A 70.0-kg grindstone is a solid disk 0.540 m in diameter. You press an ax down on the rim with a normal force of 150 N. The coefficient of kinetic friction between the blade and the stone is 0.60, and there is a constant friction torque of 6.50 Nm between the axle of the stone and its bearings.

Part A
How much force must be applied tangentially at the end of a crank handle 0.500 m long to bring the stone from rest to 120 rev/min in 9.00 s ?

Part B
After the grindstone attains an angular speed of 120 rev/min, what tangential force at the end of the handle is needed to maintain a constant angular speed of 120 rev/min?

Part C
How much time does it take the grindstone to come from 120 rev/min to rest if it is acted on by the axle friction alone?

Homework Equations

Torque = Radius(R) x Force(F) or Moment of Inertia(I) x Angular Acceleration(alpha)

The Attempt at a Solution

Not even sure how to do part A

Do I need to include the negative torque done by the ax along with the friction on the bearings in my calculation for part A?

 

[tiny-tim]

Part A
How much force must be applied tangentially at the end of a crank handle 0.500 m long to bring the stone from rest to 120 rev/min in 9.00 s ?

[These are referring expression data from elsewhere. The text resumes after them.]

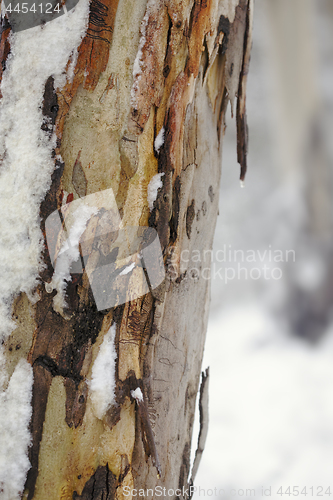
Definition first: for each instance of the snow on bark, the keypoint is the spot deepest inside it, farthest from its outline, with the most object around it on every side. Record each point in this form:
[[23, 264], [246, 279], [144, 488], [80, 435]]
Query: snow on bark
[[103, 382], [26, 162], [68, 254], [15, 413]]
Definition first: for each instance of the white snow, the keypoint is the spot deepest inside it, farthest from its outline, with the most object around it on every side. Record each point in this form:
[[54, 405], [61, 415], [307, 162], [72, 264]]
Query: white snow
[[159, 141], [68, 254], [102, 384], [15, 414], [127, 269], [137, 66], [154, 185], [137, 394], [25, 151]]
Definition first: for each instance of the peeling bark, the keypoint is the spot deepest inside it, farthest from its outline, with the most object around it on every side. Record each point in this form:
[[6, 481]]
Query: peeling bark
[[190, 59]]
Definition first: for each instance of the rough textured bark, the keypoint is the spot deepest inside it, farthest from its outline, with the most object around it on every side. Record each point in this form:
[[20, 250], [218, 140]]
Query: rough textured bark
[[194, 58]]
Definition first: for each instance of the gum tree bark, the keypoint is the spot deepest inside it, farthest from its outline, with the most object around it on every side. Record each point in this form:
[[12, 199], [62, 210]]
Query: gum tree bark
[[141, 66]]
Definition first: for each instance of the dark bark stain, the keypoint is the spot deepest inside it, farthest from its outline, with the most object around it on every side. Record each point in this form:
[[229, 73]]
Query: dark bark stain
[[101, 486], [211, 193], [224, 27], [190, 215], [175, 210], [42, 384], [185, 466], [241, 118]]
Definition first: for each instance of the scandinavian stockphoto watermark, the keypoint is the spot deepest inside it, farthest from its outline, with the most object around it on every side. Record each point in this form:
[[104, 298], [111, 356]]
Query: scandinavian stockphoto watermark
[[229, 263], [187, 493], [87, 235]]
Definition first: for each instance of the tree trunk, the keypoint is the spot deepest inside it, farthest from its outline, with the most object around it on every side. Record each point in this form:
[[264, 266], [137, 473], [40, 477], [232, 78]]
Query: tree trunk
[[89, 105]]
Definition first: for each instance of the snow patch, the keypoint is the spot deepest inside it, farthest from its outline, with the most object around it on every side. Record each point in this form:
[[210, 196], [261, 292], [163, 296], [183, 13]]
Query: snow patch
[[68, 254], [159, 141], [153, 187], [127, 269], [103, 381], [26, 163], [138, 62], [137, 394], [15, 414]]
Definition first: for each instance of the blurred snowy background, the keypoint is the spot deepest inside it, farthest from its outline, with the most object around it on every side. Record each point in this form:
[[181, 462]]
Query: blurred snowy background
[[270, 341]]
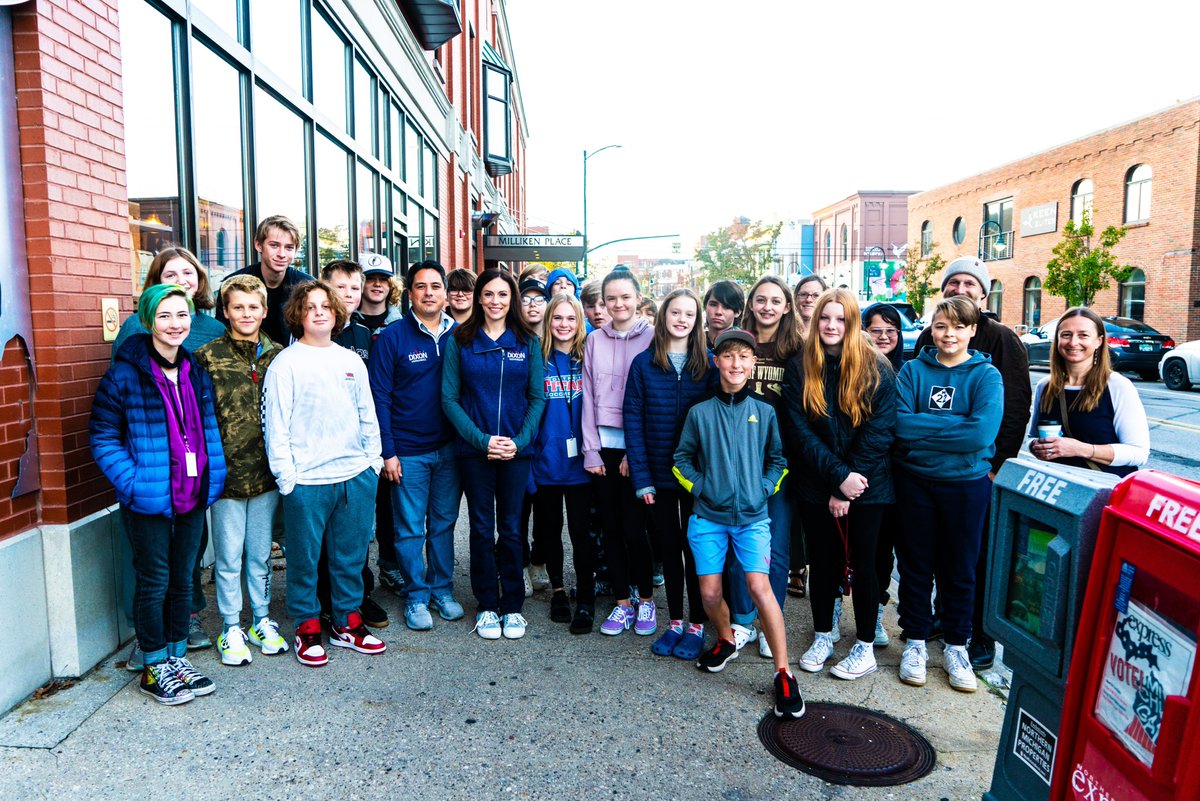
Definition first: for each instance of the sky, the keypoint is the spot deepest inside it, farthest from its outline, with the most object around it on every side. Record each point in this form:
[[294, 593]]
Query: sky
[[772, 109]]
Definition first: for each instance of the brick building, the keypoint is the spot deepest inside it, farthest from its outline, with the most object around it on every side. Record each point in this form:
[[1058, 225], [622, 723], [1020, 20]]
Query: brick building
[[389, 127], [1144, 175]]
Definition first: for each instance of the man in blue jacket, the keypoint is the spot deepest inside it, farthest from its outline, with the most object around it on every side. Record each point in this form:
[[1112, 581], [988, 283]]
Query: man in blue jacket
[[419, 458]]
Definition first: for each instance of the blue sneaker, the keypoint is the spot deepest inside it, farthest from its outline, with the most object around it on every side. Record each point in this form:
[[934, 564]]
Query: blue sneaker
[[418, 618], [671, 637], [690, 644]]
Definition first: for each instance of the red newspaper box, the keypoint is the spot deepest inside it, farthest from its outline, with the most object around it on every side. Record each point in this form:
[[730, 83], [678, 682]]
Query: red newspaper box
[[1131, 722]]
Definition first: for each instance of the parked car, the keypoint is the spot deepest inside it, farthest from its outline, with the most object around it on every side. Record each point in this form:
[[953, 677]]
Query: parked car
[[1133, 345], [909, 329], [1180, 368]]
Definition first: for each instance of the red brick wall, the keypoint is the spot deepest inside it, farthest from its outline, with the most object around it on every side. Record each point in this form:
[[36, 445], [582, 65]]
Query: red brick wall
[[69, 106], [1165, 247]]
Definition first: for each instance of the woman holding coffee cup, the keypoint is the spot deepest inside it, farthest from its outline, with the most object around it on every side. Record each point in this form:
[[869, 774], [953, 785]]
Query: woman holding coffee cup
[[1085, 414]]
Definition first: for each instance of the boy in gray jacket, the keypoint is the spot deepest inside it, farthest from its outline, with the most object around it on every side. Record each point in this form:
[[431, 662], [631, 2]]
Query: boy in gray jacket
[[731, 458]]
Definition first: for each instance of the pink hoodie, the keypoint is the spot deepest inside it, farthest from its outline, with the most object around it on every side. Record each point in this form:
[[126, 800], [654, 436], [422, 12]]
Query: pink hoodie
[[606, 360]]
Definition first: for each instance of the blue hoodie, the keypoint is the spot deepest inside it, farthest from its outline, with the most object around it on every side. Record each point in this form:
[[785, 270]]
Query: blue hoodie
[[947, 417], [563, 420]]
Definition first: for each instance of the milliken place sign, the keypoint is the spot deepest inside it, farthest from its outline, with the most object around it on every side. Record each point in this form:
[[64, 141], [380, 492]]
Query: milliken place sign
[[533, 247]]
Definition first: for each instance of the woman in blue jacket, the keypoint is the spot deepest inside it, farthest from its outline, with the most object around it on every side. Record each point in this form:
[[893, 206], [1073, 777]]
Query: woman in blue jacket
[[558, 465], [664, 383], [154, 434], [949, 404], [492, 392]]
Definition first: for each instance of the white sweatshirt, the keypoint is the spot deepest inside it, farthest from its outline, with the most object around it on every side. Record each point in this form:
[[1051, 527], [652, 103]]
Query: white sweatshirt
[[318, 416]]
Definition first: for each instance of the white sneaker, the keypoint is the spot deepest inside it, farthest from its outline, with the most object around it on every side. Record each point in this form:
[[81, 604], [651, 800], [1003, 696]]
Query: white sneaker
[[881, 633], [765, 646], [912, 663], [958, 668], [815, 657], [232, 644], [858, 663], [538, 577], [743, 636], [514, 625], [487, 625]]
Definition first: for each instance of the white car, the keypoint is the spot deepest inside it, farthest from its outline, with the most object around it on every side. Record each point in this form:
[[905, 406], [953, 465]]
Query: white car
[[1180, 368]]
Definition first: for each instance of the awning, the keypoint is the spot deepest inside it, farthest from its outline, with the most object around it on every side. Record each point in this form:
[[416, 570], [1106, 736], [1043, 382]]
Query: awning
[[435, 22]]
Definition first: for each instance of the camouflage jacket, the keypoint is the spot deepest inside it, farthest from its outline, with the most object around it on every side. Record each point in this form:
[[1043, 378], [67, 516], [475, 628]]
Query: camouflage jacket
[[238, 381]]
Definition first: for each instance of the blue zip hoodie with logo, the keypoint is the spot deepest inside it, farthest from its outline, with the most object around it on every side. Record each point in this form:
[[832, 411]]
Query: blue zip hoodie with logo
[[562, 421], [948, 417], [493, 389]]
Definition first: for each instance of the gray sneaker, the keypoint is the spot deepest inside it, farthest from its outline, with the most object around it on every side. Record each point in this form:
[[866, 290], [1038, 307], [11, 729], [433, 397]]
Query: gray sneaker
[[136, 661], [196, 636]]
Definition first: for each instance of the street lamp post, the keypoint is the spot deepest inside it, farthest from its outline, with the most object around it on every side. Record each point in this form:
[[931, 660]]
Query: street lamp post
[[586, 157]]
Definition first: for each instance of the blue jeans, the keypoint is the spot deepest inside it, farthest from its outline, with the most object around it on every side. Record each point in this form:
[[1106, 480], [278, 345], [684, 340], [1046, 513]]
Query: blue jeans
[[779, 510], [163, 555], [341, 516], [425, 509], [495, 493]]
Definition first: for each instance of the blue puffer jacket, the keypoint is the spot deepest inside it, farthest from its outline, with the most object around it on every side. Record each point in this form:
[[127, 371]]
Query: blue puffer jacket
[[657, 403], [129, 431]]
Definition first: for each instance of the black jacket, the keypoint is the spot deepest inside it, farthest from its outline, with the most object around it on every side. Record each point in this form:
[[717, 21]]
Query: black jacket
[[827, 450], [1008, 355]]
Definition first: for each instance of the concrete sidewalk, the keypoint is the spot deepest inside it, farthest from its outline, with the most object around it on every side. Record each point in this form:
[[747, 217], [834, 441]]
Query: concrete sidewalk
[[445, 715]]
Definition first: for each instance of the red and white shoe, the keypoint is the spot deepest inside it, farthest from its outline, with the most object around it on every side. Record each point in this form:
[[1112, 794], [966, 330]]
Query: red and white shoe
[[355, 636], [309, 649]]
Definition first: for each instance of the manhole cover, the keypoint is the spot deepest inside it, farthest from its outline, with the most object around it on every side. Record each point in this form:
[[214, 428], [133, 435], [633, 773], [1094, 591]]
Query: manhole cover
[[847, 745]]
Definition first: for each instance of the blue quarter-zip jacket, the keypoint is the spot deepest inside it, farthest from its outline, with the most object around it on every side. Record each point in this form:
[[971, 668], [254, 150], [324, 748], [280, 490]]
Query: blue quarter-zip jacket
[[563, 420], [657, 403], [493, 389], [406, 383], [948, 417]]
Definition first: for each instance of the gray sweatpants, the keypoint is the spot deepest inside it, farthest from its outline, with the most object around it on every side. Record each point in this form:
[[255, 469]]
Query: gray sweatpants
[[241, 541]]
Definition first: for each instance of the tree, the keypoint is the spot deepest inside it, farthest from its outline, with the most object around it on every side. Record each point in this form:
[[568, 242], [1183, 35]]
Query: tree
[[739, 252], [921, 275], [1078, 271]]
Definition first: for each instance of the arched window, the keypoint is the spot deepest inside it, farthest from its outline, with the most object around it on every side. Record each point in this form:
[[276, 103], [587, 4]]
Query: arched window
[[995, 297], [1132, 296], [1138, 181], [1081, 199], [1032, 311]]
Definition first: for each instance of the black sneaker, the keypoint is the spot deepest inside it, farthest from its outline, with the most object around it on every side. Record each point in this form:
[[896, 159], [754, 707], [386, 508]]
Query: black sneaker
[[789, 700], [192, 679], [161, 682], [373, 615], [583, 620], [717, 657], [559, 607], [982, 650]]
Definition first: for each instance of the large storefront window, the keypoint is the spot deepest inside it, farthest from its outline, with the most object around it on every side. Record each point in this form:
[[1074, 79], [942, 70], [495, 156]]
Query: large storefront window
[[150, 136], [219, 175]]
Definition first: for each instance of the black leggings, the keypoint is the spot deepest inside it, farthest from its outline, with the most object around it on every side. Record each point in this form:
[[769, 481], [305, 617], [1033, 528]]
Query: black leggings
[[827, 555], [624, 529], [670, 513], [547, 530]]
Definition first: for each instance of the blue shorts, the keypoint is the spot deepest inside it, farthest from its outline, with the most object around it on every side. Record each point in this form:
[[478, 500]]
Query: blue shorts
[[711, 543]]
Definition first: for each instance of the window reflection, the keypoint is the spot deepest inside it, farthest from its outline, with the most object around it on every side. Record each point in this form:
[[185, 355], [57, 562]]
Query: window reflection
[[151, 162], [275, 37], [333, 203], [219, 173], [328, 71], [280, 164]]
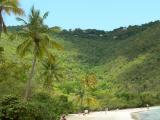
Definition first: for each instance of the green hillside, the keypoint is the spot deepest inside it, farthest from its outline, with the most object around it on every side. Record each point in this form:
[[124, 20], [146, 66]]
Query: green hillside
[[125, 63]]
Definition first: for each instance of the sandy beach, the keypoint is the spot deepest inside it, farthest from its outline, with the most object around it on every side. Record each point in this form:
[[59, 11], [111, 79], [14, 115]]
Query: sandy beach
[[110, 115]]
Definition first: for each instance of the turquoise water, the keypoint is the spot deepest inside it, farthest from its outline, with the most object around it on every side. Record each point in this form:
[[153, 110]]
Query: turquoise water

Do I need to include the negative torque done by the ax along with the friction on the bearings in my calculation for part A?

Hi NinjaIQ!

You do know what a crank handle is, don't you?

You push tangentially on one end of the handle, the other end is a pivot (so the handle moves in a circle), and so you produce a torque at the pivot. That torque is transferred directly to the grindstone.

In other words: torque produced by crank handle equals torque received by grindstone.

oh, and yes … the whole purpose is to sharpen the axe … so include axe and bearings!

 

[Moetasim]

Yes, you will need to include the negative torque from the axle and the friction on the bearings in your calculation for part A. This is because these forces will act in the opposite direction of the applied tangential force and will need to be overcome in order to accelerate the grindstone to 120 rev/min in 9.00 seconds.

To solve for the required tangential force, you can use the equation for torque:

Torque = Radius x Force

In this case, the radius is given as 0.500 m and the torque needed to overcome the friction and axle forces is 6.50 Nm. So, the equation becomes:

6.50 Nm = 0.500 m x Force

Solving for Force, we get:

Force = 6.50 Nm / 0.500 m = 13 N

Therefore, a tangential force of 13 N must be applied at the end of the crank handle to bring the grindstone from rest to 120 rev/min in 9.00 seconds.